“Come fai a riconoscere se mentono oppure no?”. “Ragiono come loro, penso come loro”. Distribuito da No.Mad Entertainment, esce oggi in sala il film “Roubaix, une Lumière” di Arnaud Desplechin.
di Renato Aiello

Dopo il passaggio l’anno scorso al Festival di Cannes 2019 e a quello del cinema francese in Italia, il Rendez Vous, e dopo aver raccolto candidature e premi Lumière e César, il film Roubaix, une Lumière di Arnaud Desplechin esce in sala il 1 ottobre, distribuito da No.Mad Entertainment.
Il regista francese, forse ancora poco conosciuto in Italia, si cimenta per la prima volta con un genere per lui nuovo, il polar, casi di poliziesco e noir, tessendo la trama di un vero e proprio thriller dell’anima, fortemente introspettivo. “Come fai a riconoscere se mentono oppure no?”, chiede la giovane recluta al commissario di polizia di Roubaix, piccola cittadina del Nord della Francia al confine col Belgio, il quale gli risponde secco: “Ragiono come loro, penso come loro”.
Durante le festività natalizie, nel gelo nordeuropeo fotografato splendidamente in questo film, un commissariato di polizia si ritrova a indagare sull’omicidio di un’anziana signora in un appartamento di periferia e cerca di fare letteralmente luce, la lumière del titolo. Il sospetto ricade sempre più sulle due giovani vicine, amiche e conviventi (una delle due ha anche un figlio), che inizialmente cercano di far ricadere la colpa del delitto su altri, per poi crollare sotto i colpi delle domande incalzanti e degli interrogatori separati, tra sgomento e accuse reciproche.
Il mistero aleggia, l’atmosfera tipica del genere cinematografico c’è tutta, eppure a Desplechin ciò che interessa è l’introspezione, lo scavo psicologico delle due sospettate, Claude e Marie, attraverso primi e primissimi piani in cui gli occhi parlano da soli e benissimo.
Merito della direzione attoriale e dei fantastici attori a disposizione: Roschdy Zem, il poliziotto algerino Daoud, ha meritato l’Oscar francese, ovvero il César, mentre Lea Seydoux è l’ennesima conferma, la complice Sara Forestier si rivela una bella scoperta, forse anche più brava della più famosa Seydoux. Occhioni azzurri e carichi di pathos drammatico che ricordano molto quelli della connazionale Marion Cotillard, questa giovane attrice ha forse il ruolo più difficile, lacerante, e senza sbavature o eccessi regala una performance notevole.
Il film è stato designato Film della Critica dal Sindacato Nazionale Critici Cinematografici Italiani – SNCCI con la seguente motivazione: “Un commissario esperto e compassionevole.

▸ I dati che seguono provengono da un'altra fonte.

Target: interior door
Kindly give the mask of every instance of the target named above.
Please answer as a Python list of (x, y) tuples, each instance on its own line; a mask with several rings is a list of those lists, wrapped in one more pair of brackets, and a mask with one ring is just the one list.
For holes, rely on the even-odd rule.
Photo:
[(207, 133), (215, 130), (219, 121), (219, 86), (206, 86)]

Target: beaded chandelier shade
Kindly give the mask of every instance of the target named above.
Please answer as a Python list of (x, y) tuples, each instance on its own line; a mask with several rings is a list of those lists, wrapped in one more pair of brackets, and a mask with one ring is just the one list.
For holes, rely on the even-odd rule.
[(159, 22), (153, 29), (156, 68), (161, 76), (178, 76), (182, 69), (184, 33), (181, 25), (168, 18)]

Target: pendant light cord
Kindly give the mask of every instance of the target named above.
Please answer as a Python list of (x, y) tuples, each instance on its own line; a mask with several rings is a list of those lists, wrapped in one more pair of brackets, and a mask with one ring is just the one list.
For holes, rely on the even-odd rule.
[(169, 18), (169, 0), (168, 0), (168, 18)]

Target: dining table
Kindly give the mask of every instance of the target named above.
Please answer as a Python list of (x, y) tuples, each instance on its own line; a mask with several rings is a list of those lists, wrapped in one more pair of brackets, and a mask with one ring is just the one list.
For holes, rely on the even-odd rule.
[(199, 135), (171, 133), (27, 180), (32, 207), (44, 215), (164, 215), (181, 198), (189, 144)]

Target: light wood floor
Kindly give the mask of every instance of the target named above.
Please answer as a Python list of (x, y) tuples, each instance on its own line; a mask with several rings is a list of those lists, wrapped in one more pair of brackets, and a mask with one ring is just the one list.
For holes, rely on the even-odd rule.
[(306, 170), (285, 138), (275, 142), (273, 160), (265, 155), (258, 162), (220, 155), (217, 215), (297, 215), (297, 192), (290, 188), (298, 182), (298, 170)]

Due donne amanti e forse assassine. Una città, Roubaix, estremo nord della Francia, terra desolata e impoverita, filmata con toni lividi e notturni. Un polar dai tanti rimandi cinefili (Hitchcock, Melville, Pialat), mosso però da un sentimento di pietà verso vittime e carnefici, quasi sconsolato nell’attestare i vari tentativi della ragione di rendere comprensibile il caos della realtà”.
Quello che sta a cuore al regista è infatti un senso di pietas nei confronti delle due assassine, vittime anche loro in questa storia ispirata a un fatto di cronaca, raccontato tempo fa in un documentario per France 3 da Mosco Boucault: «Per la prima e unica volta nella mia vita – spiega Desplechin– ho solidarizzato con due criminali e ho voluto riconsiderare le parole crude delle vittime e delle colpevoli come la più pura delle poesie».

Ripensando al finale de “Les Miserables” di Ladj Ly, e alle parole di Victor Hugo citate nel film candidato quest’anno come miglior film straniero per la Francia “Non ci sono né cattive erbe né cattivi uomini, ma solo cattivi coltivatori”, è inevitabile riflettere sulle esistenze condannate alla miseria economica e sociale e ai destini talvolta persino criminali cui approdano.
In una delle sue ronde notturne e delle corse mattutine, il giovane Louis Cottarel, agente appena uscito dall’accademia di polizia, ricorda come Roubaix, città poverissima di confine e di immigrati, sia progressivamente sprofondata in una depressione socioeconomica i cui frutti, purtroppo, non tardano a manifestarsi tra piccoli e grandi crimini, bravate e false testimonianze in caserma.
“Eri la più bella della scuola ma non ti aspettavi sarebbe finita così”, sussurra il detective Daoud alla bella Claude, suscitando empatia nello spettatore, invitato a porsi anch’egli domande sul presente e sulla negazione della felicità per molte persone.
La crisi che stiamo vivendo non farà altro che esacerbare un quadro che in Occidente si presenta d’altronde già grave e preoccupante.